La gasolina bajaba y las corridas de toros escaseaban. El pescado
azul volvió a ser bueno para el colesterol bueno y la morcilla se
mantenía para el malo. Las series televisivas para mujeres casadas
abundaban, gracias a que Roberto y su programa de radio enloquecían
a los maridos casados. Roberto y su mujer permitieron algún que otro
reportaje del corazón. Nada serio. Pero su mujer, al menos, podía
comprobar que su edad, mayor que la de la Bellucci, la respetaba.

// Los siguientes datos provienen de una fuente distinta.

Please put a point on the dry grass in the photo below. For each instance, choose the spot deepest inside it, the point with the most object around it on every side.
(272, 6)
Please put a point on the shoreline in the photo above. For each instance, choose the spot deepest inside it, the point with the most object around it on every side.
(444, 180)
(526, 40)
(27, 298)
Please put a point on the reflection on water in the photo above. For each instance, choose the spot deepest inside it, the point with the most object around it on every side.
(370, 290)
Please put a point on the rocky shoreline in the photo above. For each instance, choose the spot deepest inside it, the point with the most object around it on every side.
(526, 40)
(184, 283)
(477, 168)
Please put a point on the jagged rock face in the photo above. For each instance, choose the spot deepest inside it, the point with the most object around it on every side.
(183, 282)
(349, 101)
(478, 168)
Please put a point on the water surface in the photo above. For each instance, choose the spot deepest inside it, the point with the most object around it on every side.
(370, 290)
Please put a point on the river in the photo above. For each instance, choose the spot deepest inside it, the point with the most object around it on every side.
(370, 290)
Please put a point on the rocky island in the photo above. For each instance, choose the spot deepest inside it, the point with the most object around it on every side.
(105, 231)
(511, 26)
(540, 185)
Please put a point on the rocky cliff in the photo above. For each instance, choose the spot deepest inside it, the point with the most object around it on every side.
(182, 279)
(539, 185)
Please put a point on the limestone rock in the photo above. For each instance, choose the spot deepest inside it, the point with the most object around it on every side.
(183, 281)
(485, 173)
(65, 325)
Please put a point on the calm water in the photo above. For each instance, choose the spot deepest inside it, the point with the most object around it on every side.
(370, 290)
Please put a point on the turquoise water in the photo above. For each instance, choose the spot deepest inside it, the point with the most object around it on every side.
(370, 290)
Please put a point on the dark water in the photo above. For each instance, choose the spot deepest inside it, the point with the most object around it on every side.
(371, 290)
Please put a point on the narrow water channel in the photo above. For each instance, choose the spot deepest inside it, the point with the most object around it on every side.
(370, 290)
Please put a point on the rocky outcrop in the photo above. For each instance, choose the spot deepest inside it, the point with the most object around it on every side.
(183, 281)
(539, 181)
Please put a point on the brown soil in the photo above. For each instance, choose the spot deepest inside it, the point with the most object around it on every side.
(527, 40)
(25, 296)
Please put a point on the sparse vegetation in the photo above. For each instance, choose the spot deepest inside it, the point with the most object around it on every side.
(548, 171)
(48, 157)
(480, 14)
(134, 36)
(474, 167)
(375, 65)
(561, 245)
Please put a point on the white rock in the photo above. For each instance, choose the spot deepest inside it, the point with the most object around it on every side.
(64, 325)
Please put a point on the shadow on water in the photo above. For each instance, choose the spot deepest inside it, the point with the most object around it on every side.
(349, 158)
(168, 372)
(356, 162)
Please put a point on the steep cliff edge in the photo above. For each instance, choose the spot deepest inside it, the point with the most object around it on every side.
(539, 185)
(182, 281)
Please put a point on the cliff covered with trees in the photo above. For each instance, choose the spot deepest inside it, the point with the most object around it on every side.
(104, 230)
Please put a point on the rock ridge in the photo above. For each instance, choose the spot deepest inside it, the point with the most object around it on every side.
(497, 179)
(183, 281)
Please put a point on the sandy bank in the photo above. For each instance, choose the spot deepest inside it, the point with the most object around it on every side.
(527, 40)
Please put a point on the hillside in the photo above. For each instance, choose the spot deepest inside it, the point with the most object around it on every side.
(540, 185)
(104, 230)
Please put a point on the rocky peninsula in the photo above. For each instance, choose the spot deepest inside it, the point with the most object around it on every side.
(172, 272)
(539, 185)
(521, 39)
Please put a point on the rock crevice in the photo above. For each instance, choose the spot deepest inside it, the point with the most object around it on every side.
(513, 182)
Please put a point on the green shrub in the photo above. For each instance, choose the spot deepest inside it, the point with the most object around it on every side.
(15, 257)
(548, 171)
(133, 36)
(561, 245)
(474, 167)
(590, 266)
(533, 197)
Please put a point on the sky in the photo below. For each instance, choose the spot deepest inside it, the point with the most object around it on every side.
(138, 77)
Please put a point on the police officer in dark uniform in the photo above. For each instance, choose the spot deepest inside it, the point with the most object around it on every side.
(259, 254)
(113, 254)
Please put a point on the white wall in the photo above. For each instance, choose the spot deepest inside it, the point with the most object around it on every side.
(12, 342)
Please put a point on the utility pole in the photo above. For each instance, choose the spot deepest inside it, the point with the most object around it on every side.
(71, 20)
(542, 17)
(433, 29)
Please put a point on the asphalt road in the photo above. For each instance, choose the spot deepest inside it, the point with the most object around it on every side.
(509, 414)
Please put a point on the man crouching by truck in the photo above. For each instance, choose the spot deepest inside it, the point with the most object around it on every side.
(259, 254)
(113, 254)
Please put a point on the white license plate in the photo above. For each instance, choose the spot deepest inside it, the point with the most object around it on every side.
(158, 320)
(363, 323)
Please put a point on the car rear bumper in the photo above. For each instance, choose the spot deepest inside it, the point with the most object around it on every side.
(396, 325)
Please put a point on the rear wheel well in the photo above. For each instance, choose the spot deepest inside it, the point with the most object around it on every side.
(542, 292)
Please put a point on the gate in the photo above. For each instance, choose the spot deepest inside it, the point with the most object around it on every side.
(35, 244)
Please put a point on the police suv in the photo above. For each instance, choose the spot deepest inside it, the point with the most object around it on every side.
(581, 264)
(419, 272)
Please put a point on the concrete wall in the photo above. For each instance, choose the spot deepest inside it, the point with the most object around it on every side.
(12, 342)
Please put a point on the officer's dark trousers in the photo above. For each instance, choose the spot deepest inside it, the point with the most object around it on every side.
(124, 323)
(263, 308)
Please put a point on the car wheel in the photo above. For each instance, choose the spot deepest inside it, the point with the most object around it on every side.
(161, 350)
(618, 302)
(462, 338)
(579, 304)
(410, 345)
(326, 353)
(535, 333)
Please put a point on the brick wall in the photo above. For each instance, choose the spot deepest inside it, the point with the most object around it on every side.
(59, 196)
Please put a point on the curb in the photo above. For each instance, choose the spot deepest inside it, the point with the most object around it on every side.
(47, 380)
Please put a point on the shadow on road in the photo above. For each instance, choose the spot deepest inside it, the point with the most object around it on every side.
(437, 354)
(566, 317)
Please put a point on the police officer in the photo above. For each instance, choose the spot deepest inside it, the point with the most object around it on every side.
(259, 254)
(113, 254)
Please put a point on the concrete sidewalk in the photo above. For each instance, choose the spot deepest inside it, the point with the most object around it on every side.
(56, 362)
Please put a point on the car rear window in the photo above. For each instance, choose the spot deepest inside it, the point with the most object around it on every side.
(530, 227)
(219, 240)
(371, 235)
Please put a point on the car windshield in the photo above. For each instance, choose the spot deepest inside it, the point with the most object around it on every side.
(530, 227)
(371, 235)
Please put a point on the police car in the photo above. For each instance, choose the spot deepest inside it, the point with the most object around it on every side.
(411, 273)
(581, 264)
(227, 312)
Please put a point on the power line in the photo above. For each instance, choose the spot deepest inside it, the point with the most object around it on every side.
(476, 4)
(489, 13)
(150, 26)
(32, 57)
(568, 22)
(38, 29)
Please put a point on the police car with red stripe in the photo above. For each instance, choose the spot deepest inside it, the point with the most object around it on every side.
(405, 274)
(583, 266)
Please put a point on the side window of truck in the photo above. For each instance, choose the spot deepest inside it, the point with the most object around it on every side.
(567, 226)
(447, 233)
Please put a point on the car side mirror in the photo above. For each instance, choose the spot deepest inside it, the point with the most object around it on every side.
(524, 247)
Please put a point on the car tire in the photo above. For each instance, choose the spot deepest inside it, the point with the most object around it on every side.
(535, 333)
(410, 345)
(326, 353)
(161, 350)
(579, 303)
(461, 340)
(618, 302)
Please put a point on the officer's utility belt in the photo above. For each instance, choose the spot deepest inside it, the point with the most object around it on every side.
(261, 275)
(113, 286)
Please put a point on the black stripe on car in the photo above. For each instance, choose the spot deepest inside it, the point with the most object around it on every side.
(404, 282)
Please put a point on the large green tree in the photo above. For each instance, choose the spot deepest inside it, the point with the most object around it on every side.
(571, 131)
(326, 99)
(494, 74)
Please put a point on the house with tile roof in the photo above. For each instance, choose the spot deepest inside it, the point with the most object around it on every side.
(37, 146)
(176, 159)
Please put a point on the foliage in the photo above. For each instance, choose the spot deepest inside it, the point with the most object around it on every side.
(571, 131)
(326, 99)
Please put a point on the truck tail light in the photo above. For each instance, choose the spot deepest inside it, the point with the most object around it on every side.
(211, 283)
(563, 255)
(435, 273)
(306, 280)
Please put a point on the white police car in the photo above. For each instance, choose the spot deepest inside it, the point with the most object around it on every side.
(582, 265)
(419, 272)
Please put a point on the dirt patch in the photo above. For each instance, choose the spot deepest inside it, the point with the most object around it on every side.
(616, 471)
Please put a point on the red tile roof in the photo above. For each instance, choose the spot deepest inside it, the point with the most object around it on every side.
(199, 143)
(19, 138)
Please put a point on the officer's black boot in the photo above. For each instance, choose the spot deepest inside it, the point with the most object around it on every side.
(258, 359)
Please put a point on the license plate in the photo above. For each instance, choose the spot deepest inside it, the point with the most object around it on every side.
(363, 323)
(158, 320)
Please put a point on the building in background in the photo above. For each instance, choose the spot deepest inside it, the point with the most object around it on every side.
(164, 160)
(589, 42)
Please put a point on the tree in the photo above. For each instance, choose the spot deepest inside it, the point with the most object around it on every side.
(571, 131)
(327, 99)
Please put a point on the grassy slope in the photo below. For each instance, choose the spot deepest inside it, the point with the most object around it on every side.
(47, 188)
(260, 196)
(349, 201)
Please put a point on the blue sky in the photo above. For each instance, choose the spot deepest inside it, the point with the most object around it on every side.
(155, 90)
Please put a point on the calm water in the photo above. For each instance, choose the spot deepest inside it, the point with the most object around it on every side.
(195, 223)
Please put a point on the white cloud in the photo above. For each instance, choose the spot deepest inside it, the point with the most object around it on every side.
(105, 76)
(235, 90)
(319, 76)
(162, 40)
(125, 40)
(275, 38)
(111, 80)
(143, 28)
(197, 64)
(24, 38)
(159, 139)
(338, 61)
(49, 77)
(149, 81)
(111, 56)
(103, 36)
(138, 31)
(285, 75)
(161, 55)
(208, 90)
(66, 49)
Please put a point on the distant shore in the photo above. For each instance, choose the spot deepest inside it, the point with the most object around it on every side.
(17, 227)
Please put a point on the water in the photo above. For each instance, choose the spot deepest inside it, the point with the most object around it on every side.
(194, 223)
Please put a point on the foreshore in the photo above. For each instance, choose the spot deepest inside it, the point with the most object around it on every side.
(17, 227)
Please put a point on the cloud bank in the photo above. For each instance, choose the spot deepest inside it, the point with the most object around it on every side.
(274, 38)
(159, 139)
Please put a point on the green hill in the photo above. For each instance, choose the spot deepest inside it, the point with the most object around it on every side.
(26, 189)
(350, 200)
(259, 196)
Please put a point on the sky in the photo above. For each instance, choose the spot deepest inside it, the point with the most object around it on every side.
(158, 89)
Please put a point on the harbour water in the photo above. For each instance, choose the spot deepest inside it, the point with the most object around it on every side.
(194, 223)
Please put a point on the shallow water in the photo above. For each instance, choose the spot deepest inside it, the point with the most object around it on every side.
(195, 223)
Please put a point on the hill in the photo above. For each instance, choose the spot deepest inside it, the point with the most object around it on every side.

Roberto tuvo que empezar a correr con guardaespaldas ya que muchos
maridos se enteraron de su recorrido y de su horario. Le llevaban
regalos mientras corría. Ristras de chorizo de la última matanza en
el pueblo. Pasteles recién hechos de la pastelería donde habían
visto a su mujer comprar el pan. Dejó de jugar al pádel. Todos sus
apóstoles sabían a qué hora jugaba, cuándo y dónde. A los pocos
meses, empezó a beber y a fumar. Dejó de correr y descubrió que
los huevos fritos con chorizo no sólo se podían cenar. Engordó
mucho y se le empezó a caer el poco pelo que le quedaba. Su mujer se
lió con el guardaespaldas y le abandonó. Sufrió dos infartos casi
seguidos.
“El último regate. Entre las piernas. Como Napoleón
atravesando su querido arco del triunfo, el mismo que Hitler hizo
suyo. Cuando la ética pierde su nombre y se transforma en la osadía
del traidor. Rebasar a un contrario, mutilándolo. Quitándole de en
medio de la manera más ruin. Soliviantándole como el repaso de un
cabo a un recluta menor. Despojándole de su dignidad ante las
miradas de toda la grada, de todo el estadio, de todo el mundo...”
Roberto
no superó su tercer infarto. Se desplomó sobre la mesa del estudio
y su cabeza se estrelló contra el micrófono. El operador de cabina
había salido y allí no quedaba nadie más. El silencio en las
ondas. Muchos maridos ya no le seguían y preferían ver la tele con
sus mujeres. Los que sí lo hacían notaron como un dolor en el
pecho, muy leve, como un toquecito, nada importante.